Goodheart was hopeful to play every day at first base, but he’s still rehabbing from shoulder surgery in the summer of 2019. He might play at first later this season, but is going to be the DH when the Hogs open play this weekend with games against Texas Tech, Texas and TCU at the College Baseball Showdown.
“His arm is better,” Thompson said. “He’s still working on it. But he’s just a natural hitter. That hasn’t changed.
“You watch him in the box, there are all these gyrations. It’s peculiar, but he’s baseball smart and he knows what he’s doing. He knows his approach.
“He’s always going to hit and be on base. He can hit one or as deep as four.”
Goodheart keeps his bat in the strike zone as long as anyone on the team.
“He does have a lot of zone in his swing,” Thompson said. “Because of that, there is a lot of room for error.”
Van Horn calls Goodheart’s approach at the plate “real mature. He stays in the zone.”
That leads to a lot of walks — 34 in his first full season two years ago. He’s also considered a great hitter with two strikes and that leads to patience.

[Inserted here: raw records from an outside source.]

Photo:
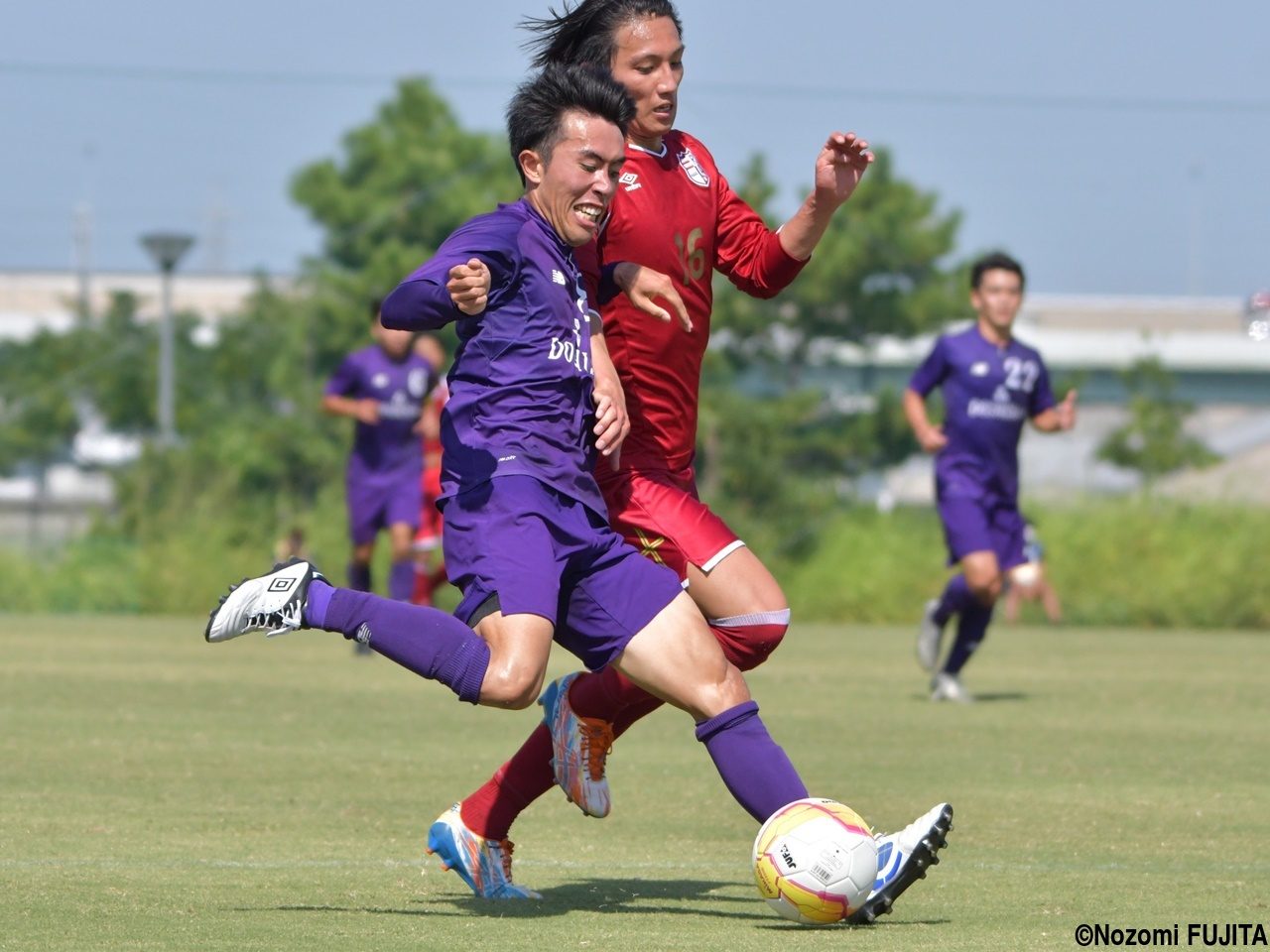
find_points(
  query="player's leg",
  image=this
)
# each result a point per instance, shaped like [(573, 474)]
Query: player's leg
[(676, 657), (661, 515), (966, 532), (365, 521), (404, 499), (497, 538), (402, 572), (983, 578), (430, 643)]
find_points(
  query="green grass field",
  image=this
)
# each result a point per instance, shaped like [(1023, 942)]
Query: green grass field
[(162, 793)]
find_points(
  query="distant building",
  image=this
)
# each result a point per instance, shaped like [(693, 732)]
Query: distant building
[(49, 299)]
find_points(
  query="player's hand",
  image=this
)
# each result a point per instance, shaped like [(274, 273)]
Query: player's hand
[(642, 285), (1066, 412), (839, 167), (933, 439), (468, 286), (612, 421)]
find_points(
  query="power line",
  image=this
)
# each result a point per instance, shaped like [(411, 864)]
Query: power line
[(1025, 100)]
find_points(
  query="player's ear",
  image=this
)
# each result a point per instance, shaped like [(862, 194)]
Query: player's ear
[(532, 166)]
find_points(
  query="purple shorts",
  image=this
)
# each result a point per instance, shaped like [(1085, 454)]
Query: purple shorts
[(376, 502), (984, 525), (545, 553)]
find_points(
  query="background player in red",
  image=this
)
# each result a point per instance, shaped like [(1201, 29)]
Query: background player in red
[(430, 566), (674, 213)]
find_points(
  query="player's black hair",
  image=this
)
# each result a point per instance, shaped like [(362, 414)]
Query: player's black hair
[(585, 35), (997, 261), (536, 112)]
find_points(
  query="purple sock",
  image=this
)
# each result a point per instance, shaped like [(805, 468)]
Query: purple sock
[(956, 595), (754, 770), (971, 627), (358, 576), (402, 581), (427, 642)]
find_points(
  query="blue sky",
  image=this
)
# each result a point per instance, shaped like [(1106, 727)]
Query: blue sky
[(1114, 146)]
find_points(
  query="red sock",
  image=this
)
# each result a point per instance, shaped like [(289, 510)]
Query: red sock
[(492, 809)]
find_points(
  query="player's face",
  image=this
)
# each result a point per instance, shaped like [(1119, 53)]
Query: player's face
[(649, 62), (395, 343), (997, 298), (572, 188)]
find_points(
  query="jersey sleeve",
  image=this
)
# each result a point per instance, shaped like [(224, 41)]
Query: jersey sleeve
[(933, 370), (345, 380), (747, 250), (588, 263), (421, 302), (1042, 395)]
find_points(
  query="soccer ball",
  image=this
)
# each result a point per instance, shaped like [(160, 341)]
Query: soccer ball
[(816, 861)]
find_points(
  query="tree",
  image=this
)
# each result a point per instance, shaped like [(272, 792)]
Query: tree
[(880, 270), (1153, 442), (400, 185)]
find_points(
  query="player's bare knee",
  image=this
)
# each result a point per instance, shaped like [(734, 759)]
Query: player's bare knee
[(512, 688), (724, 693)]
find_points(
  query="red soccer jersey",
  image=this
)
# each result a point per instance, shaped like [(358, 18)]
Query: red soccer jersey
[(675, 213)]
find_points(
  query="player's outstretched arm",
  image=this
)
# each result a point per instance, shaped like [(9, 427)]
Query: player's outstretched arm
[(931, 438), (468, 286), (1057, 417), (612, 421), (838, 169), (365, 411), (644, 287)]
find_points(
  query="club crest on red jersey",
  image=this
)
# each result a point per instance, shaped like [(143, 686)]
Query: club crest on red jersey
[(693, 169)]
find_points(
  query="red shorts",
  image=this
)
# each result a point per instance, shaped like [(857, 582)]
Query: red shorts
[(429, 537), (661, 515)]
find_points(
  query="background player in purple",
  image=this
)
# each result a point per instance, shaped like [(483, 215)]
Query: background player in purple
[(526, 534), (991, 385), (382, 388)]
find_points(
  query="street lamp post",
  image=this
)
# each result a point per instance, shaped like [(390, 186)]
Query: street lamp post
[(167, 250)]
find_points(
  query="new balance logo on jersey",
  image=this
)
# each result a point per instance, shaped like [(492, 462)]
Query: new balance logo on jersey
[(693, 169)]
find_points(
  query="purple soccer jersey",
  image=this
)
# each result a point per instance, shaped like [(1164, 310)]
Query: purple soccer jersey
[(400, 386), (520, 386), (988, 394)]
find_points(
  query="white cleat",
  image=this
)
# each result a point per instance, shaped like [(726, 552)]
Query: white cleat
[(903, 858), (271, 603), (948, 687), (929, 636)]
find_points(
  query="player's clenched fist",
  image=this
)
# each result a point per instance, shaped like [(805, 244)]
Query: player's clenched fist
[(839, 167), (468, 286)]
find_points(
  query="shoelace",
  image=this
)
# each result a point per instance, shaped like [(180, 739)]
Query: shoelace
[(598, 737), (504, 856), (286, 619)]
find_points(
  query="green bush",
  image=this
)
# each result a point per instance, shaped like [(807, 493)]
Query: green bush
[(1125, 562), (1115, 562)]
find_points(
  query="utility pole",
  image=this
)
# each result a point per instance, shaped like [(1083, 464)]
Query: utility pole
[(167, 249)]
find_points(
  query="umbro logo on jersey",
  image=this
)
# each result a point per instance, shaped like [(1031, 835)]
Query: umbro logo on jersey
[(693, 169)]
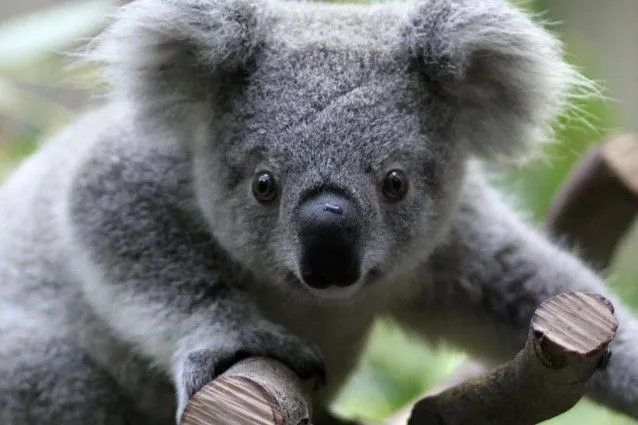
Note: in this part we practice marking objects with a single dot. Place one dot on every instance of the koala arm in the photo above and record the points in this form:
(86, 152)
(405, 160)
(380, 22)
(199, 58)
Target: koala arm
(152, 271)
(489, 276)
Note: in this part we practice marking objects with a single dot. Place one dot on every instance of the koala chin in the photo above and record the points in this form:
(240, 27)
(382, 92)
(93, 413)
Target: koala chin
(267, 178)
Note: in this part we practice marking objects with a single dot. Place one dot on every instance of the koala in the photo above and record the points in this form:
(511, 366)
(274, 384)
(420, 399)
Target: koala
(269, 177)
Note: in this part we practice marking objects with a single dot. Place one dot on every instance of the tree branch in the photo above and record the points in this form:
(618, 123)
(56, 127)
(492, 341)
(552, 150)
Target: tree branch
(256, 391)
(567, 343)
(601, 192)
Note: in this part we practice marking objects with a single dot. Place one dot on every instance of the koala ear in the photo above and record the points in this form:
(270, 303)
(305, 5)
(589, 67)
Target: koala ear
(163, 53)
(501, 76)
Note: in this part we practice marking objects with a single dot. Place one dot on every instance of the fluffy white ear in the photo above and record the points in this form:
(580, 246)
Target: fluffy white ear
(502, 77)
(164, 53)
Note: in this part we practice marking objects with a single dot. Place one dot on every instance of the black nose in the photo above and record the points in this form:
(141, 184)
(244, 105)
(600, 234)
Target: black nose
(329, 230)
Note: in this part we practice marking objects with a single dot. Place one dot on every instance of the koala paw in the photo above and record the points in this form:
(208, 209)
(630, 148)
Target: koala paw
(200, 366)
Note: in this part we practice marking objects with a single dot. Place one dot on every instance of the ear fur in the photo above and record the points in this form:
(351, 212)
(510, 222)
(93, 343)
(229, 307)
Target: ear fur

He led the team in hitting with a .345 average as a sophomore in 2019, his first season after transferring from San Jacinto (Texas) Junior College. He hit .369 in SEC games after he was prescribed contact lenses.
“Teams know him and they pitch around him,” Van Horn said. “He doesn’t chase.
“Sometimes he will have a bad at bat, but it does not faze him. He comes back the next time and hits it off the top of the wall.
“SEC coaches voted him first team DH-utility this year, so he’s well respected around our league.”
Van Horn said Goodheart understands how to stay ready as the DH.
“It’s not as easy as it looks,” Van Horn said. “There is more to it than you might think.”
Goodheart stays in the game in between at-bats with stretching and running.
“You need to keep the body hot,” he said. “You keep moving. You don’t want to go to the plate and not have your body moving. Baseball requires quick movements and you don’t want to get hurt.
“I watch the pitchers and I cheer on my teammates. That’s part of what I try to do (to stay in the game).”
There may be a lot to cheer this season. The Razorbacks have a strong defensive team. Goodheart aches to be part of an infield that features Jalen Battles at shortstop, Jacob Nesbit at third base and Moore at second base.
Cullen Smith and Brady Slavens are likely to rotate at first until Goodheart’s arm arrives. Van Horn isn’t sure when the latter will happen.
“The (arm issue) comes and goes,” Van Horn said. “He might be able to play in the field sometime this season.”
Regardless, the Hogs like their defense.
“(The infield) is really fun to watch,” Goodheart said. “We are really impressive up the middle. Robert is so quick and has great hands. Jalen is the prototypical shortstop, just smooth. Jacob is so good.
“I see the way (Smith and Slavens) work and they are going to be really good, too. I think I’m getting there with my throwing. It’s a lot better.”